Durante la discussione dei leader Ue alla videoconferenza Draghi ha rilevato che per rallentare la corsa delle mutazioni occorre aumentare le vaccinazioni. «Occorre andare più veloce», ha sollecitato, secondo quanto riferiscono fonti diplomatiche europee. In particolare, rispetto alla diapositiva sulle consegne delle dosi di vaccino del secondo e del terzo trimestre, mostrate dalla presidente Ursula Von der Leyen, ha affermato che non sono rassicuranti perché non danno certezze. Per rallentare la corsa delle mutazioni - ha osservato - occorre aumentare le vaccinazioni. Serve un'azione coordinata a livello europeo, rapida e trasparente. 

Draghi avrebbe inoltre affermato che le aziende che non rispettano gli impegni non dovrebbero essere scusate. Richiamando gli esempi del Regno Unito e degli Stati Uniti, che tengono per loro i vaccini, il presidente del consiglio ha chiesto perché l'Europa non possa fare altrettanto, invitando anche a guardare ad altre produzioni fuori dell'Ue. Ha poi sollecitato ad un approccio comune sui test e ad un coordinamento per l'autorizzazione all'export. 

Su Covax, il programma Onu per distribuire i vaccini ai Paesi poveri, Draghi ha detto di sostenerlo ma ha messo in rilievo un problema di credibilità nei confronti dei cittadini europei se si avviassero le donazioni in questo momento. Draghi ha detto di comprendere in pieno le ragioni morali, ma di non essere a favore delle donazioni ora, perché l'Unione è troppo indietro sulle vaccinazioni.

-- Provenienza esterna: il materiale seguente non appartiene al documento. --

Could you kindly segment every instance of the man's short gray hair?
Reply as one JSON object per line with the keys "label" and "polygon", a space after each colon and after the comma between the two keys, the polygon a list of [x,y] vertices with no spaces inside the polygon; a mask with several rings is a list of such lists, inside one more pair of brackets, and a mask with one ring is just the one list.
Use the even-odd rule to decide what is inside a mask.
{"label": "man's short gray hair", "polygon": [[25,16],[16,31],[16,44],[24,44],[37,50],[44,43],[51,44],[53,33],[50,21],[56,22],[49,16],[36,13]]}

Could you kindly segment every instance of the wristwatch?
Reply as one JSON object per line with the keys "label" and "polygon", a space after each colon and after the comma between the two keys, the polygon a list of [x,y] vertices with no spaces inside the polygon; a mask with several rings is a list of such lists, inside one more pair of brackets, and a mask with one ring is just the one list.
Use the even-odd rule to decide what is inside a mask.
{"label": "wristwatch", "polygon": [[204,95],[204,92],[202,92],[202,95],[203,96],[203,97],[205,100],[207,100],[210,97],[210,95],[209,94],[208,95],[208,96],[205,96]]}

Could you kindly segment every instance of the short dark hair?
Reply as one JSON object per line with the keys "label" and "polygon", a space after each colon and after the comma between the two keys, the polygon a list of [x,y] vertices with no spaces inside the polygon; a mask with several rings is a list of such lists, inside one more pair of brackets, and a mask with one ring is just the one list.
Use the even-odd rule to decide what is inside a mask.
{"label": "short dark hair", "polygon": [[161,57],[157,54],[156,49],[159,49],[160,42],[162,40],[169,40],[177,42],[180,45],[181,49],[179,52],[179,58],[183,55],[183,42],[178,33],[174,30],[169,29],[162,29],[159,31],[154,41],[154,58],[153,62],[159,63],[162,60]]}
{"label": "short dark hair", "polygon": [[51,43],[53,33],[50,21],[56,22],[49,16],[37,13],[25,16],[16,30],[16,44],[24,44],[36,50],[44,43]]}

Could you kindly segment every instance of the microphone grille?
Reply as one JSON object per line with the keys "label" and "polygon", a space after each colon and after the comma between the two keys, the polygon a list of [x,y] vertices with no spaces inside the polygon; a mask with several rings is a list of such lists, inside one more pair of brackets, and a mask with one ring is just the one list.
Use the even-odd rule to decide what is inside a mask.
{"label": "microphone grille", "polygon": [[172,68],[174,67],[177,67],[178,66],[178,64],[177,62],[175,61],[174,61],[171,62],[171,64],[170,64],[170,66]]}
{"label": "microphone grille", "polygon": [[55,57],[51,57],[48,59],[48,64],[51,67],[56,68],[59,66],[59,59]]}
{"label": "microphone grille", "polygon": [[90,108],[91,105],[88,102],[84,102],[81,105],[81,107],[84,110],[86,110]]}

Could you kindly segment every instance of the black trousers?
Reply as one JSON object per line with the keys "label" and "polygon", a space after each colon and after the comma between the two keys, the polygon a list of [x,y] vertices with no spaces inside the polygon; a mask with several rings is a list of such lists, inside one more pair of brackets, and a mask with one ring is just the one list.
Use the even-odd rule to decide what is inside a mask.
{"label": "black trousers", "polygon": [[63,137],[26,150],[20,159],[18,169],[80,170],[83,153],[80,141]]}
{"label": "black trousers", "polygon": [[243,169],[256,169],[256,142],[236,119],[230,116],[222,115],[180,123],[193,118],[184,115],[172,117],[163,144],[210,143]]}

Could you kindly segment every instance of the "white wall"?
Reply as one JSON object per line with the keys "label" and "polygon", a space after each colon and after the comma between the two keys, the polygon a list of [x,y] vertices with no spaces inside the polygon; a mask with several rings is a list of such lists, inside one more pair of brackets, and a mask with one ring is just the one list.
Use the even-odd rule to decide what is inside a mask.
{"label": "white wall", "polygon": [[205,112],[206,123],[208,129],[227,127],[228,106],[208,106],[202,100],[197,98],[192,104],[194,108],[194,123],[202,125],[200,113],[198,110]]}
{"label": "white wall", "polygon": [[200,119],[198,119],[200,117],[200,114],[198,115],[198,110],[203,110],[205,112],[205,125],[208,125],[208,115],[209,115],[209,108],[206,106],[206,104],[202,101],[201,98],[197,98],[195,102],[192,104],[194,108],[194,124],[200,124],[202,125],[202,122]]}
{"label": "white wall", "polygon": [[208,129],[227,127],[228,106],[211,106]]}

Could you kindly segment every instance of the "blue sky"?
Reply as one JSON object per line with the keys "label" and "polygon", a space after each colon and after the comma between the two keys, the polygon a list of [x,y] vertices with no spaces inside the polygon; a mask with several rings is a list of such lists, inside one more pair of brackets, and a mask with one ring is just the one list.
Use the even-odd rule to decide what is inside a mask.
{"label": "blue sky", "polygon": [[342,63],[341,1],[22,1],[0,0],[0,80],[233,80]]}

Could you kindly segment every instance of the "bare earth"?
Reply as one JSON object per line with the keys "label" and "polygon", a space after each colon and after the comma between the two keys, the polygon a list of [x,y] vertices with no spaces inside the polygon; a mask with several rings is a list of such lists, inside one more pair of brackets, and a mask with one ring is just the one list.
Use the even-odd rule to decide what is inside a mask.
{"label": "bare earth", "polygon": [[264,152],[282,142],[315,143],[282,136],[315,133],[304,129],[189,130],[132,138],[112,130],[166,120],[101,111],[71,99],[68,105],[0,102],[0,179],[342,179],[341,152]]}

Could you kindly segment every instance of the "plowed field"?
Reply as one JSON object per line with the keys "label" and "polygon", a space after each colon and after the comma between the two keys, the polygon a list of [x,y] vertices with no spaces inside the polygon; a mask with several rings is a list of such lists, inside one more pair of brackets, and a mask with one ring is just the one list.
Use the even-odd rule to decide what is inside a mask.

Vaccini, Draghi: priorità alle prime dosi

Draghi, ai colleghi Ue, ha anche suggerito di prendere in considerazione l'approccio inglese sui vaccini e cioè coprire il maggior numero di persone con una prima dose di siero, ritardando i richiami ben oltre i tempi indicati dalle case farmaceutiche. C'è la possibilità di «dare priorità alle prime dosi» di vaccino «alla luce della recente letteratura scientifica», ha sottolineato il presidente del Consiglio, riferendosi a studi che dimostrano come una sola dose garantisca già una adeguata immunizzazione.

 

 

Passaporto vaccinale

«Tutti hanno concordato sul fatto che serva un documento digitale che certifichi il vaccino» e che sia «compatibile» nei diversi paesi europei, ha detto Angela Merkel, dopo il consiglio europeo informale sul Covid, incontrando la stampa a Berlino. «Ci aspettiamo che siano pronti per l'estate», ha anche spiegato. Ma non succederà che non si possa viaggiare senza, ha aggiunto, «una decisione politica a riguardo non è stata presa», ha sottolineato, ricordando che i bambini non possono vaccinarsi ancora contro il covid.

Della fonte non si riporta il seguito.